|Steve Harper stood by the large window of his apartment looking out at the panoramic views it offered.|
Usually he could look out over the city to the mountains that flanked it. Usually at this time, as day bled into dusk, the city was just starting to sparkle as the lights came on, though the buildings could still be seen, golden in the setting sun. Usually at this time the mountains were coloured a deep purple, darkening to a black as they met the city skyline. Usually at this time the sky looked as though it was on fire, a fascinating mix of reds, yellows and oranges that Steve thought beautiful.
But not today.
Today it was not the sky that burned, but the city. Everywhere he looked buildings were alight, down at street level cars and trucks spewed thick, black smoke into the air. Dark specks that were people ran in all directions, sometimes alone, sometimes in big groups. Where they went, fire followed. A pall of smoke hung over the city like a shroud. What a fitting description, Steve thought.
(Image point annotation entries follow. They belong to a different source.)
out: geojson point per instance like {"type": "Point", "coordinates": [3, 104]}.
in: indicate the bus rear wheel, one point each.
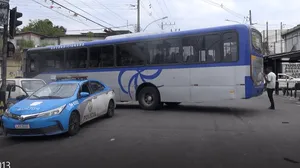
{"type": "Point", "coordinates": [149, 98]}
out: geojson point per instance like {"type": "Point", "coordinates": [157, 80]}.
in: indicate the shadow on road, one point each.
{"type": "Point", "coordinates": [200, 109]}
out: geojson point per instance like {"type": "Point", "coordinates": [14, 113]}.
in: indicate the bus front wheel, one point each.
{"type": "Point", "coordinates": [149, 98]}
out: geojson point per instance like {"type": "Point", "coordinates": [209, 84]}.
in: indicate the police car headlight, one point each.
{"type": "Point", "coordinates": [7, 113]}
{"type": "Point", "coordinates": [52, 112]}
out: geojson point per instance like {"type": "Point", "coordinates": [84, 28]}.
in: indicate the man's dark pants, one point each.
{"type": "Point", "coordinates": [270, 95]}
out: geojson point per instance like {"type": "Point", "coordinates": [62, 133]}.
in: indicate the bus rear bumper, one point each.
{"type": "Point", "coordinates": [251, 90]}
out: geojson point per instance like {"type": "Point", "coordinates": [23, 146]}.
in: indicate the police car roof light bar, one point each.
{"type": "Point", "coordinates": [71, 77]}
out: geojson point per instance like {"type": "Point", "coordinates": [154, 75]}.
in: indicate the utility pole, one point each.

The wail of sirens filled the air and every now and then Steve could see a police car or fire truck dashing in response to another outbreak of violence, looting or arson. The city’s emergency services stood no chance, they were powerless to hold back the tide of anger that was sweeping through the populace. In some cases, Steve was sure, the services themselves would be joining in.
The outbreaks were steadily heading from the south to the north and he knew it wouldn’t be too long before they reached his neighbourhood, his building. This wasn’t just a riot, not just a brief show of rebellion that would soon be quelled.
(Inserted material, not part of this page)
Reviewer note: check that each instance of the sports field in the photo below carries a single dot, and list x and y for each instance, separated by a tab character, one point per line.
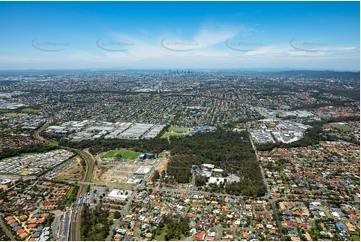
341	127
No, this is it. The end game. Tonight the city burns and tomorrow it will be nothing but a shell. The ice in the drink he held rattled as his hands shook. He took a deep swig of the amber liquid to calm himself.
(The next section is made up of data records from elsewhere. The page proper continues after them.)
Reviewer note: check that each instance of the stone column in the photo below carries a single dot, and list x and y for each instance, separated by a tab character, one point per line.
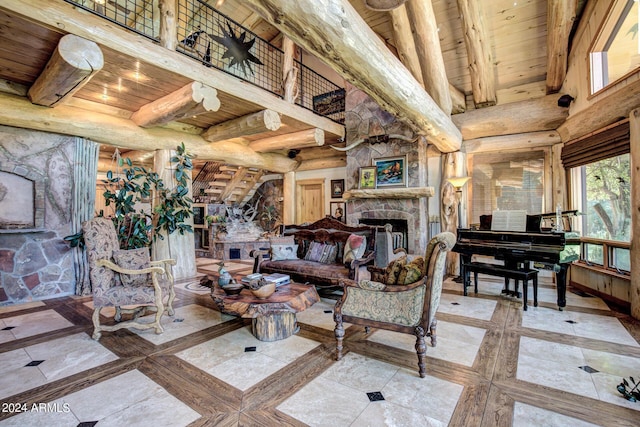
289	202
180	247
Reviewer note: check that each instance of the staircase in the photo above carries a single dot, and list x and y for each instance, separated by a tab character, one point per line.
231	184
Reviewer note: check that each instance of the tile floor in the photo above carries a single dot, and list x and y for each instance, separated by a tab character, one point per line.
494	365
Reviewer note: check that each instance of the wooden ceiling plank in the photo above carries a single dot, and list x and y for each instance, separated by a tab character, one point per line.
19	112
191	100
305	138
74	62
251	124
480	58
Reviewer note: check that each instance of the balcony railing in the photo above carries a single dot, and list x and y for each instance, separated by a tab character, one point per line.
217	41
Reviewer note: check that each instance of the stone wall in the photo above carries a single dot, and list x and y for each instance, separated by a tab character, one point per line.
364	118
36	263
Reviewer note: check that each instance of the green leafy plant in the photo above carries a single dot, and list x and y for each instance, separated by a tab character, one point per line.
632	394
170	208
269	218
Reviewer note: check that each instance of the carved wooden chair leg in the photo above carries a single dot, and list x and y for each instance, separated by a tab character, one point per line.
421	350
339	332
96	323
432	331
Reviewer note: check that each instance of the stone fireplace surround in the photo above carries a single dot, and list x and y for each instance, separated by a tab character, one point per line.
365	118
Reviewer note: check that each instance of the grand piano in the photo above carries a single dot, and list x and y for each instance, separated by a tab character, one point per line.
538	244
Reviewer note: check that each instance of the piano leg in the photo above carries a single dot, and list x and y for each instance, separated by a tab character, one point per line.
561	285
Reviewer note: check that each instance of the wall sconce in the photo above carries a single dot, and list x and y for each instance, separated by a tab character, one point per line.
458	182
The call would come soon. As a member of TRU - Tactical Response Unit - it would only be a matter of time before Steve’s pager went off, calling him to do his duty. He was surprised it hadn’t come already, but he supposed the Captain had his hands full at the moment. In truth, he should have headed to Garside - TRU headquarters and home of all the city’s enforcement teams - hours ago. Most of his team would already be there. Yet he hadn’t and he was beginning to wonder if he would respond when the call actually did come. He turned to look at the closed door at the far end of the room.
Behind it his daughter slept. He couldn’t imagine leaving her with Mrs Harman two floors down as he usually did when he was called in. Not today, not when he knew there would be no stopping this plague reaching his building, not when he knew that even those on the eighth floor, as Mrs Harman was, wouldn’t be safe.
He turned back to the window and saw more fires had begun a block closer. What was it now, thirteen, fourteen blocks away? It wouldn’t be long. Two or three hours at most before his own neighbourhood was beginning to burn.
The pager attached to his belt beeped twice. Steve Harper took another swig of his drink before looking down and checking it. It was Garside and the 911 code was tacked onto the end of the message. Urgent, it meant.
He looked back outside and watched the chaos unfold. The smoke drifted closer.